A proposta do vereador sugere que seja priorizada, inicialmente, a zona da Avenida Beira Mar (sendo que parte do calçadão na Praia Grande já conta, parcialmente, com fiação subterrânea).
O objetivo principal da proposta parlamentar – de sugestão para ação executiva (da Prefeitura de Torres) – cita a redução da poluição visual, o aumento da segurança geral e a valorização visual de área turística de destaque na cidade como pontos positivos desta indicação.
O gabinete de Zé Milanez sugere, ainda, que façam parte do projeto de implementação de rede subterrânea algumas etapas executivas, alguns objetivos secundários e ganhos adicionais com a implantação de redes subterrâneas – baseado em observações de programas similares em outros municípios (como regiões turísticas de Gramado).
Modernidade, mas com custos altos
Segundo consulta acerca do assunto, menos de 1% da malha elétrica no Brasil está ‘enterrada’, sendo essa tecnologia limitada a áreas nobres, centros históricos ou novos empreendimentos. “O alto custo de conversão faz com que a adoção em larga escala seja considerada inviável no curto prazo, defendendo-se o uso prioritário em regiões de alta densidade demográfica ou importância local”.
Os principais atributos positivos do sistema são:
Confiabilidade e Menos Apagões: A rede subterrânea é imune a quedas de árvores, ventos fortes, raios e colisões de veículos com postes, reduzindo significativamente as interrupções de energia.
Melhoria Estética e Valorização: A remoção dos postes e do emaranhado de fios elimina a poluição visual, melhorando a paisagem urbana, especialmente em centros históricos e áreas turísticas.
Segurança e Acessibilidade: Aumenta a segurança ao eliminar fios energizados baixos ou rompidos, além de liberar espaço nas calçadas para pedestres.
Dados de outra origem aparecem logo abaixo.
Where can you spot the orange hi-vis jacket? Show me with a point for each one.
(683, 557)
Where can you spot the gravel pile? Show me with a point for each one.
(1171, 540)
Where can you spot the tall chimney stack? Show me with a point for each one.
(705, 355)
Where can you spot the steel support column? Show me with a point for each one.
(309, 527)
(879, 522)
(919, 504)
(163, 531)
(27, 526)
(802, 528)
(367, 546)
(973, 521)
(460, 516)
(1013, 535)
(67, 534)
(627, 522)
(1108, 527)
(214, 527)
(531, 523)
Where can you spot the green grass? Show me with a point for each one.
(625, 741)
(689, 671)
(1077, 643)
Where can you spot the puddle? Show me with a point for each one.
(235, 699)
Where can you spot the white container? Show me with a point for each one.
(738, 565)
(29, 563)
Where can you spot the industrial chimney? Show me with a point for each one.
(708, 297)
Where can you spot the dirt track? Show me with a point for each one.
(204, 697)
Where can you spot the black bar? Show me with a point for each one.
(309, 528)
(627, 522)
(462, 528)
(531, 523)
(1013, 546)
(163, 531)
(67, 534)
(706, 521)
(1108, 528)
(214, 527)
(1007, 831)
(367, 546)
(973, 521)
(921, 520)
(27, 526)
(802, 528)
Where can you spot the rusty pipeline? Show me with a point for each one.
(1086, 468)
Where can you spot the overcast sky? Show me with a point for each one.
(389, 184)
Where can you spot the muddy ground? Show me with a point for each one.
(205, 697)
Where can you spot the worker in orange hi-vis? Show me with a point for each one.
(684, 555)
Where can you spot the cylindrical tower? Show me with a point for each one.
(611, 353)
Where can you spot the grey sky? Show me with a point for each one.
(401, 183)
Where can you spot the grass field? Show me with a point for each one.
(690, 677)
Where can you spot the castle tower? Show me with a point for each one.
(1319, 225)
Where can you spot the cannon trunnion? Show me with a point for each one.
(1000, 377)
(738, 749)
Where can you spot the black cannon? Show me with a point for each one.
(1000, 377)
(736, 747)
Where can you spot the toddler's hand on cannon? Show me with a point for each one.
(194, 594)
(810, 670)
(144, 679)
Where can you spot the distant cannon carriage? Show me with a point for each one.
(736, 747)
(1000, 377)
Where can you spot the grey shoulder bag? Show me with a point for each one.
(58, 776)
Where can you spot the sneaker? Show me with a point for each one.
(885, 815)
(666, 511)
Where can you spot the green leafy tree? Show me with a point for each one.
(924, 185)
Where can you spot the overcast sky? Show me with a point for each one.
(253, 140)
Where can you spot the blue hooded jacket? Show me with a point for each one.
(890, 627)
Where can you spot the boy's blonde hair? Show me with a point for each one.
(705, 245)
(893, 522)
Ainda, combate ao furto de energia, dificulta as ligações clandestinas (os “gatos”) e o roubo de cabos.
Menor Necessidade de Poda: Evita conflitos entre a fiação e a arborização urbana.
Em contrapartida, as dificuldades principais da implementação são:
Custo de Instalação: O custo de conversão é extremamente elevado, podendo ser até 10 vezes mais caro que a rede aérea, exigindo altos investimentos públicos ou repasse às tarifas.
Manutenção Complexa: Quando ocorre um defeito, a localização é mais difícil e o reparo é mais demorado do que na rede aérea.
Obras Intervencionistas: A instalação exige abertura de valas, movimentando o solo, o que acaba causando impacto no trânsito e no dia a dia da cidade, além da necessidade de adequação dos centros de medição nas residências.
Mapeamento Subterrâneo: Muitas cidades carecem de um mapeamento preciso de outras redes (água, esgoto, gás), o que complica a instalação.
Nos casos já implantados a sinalização indica que as prefeituras das cidades precisam atuar como agentes articuladores, se integrando às concessionárias de energia, telecomunicações e serviços de infraestrutura.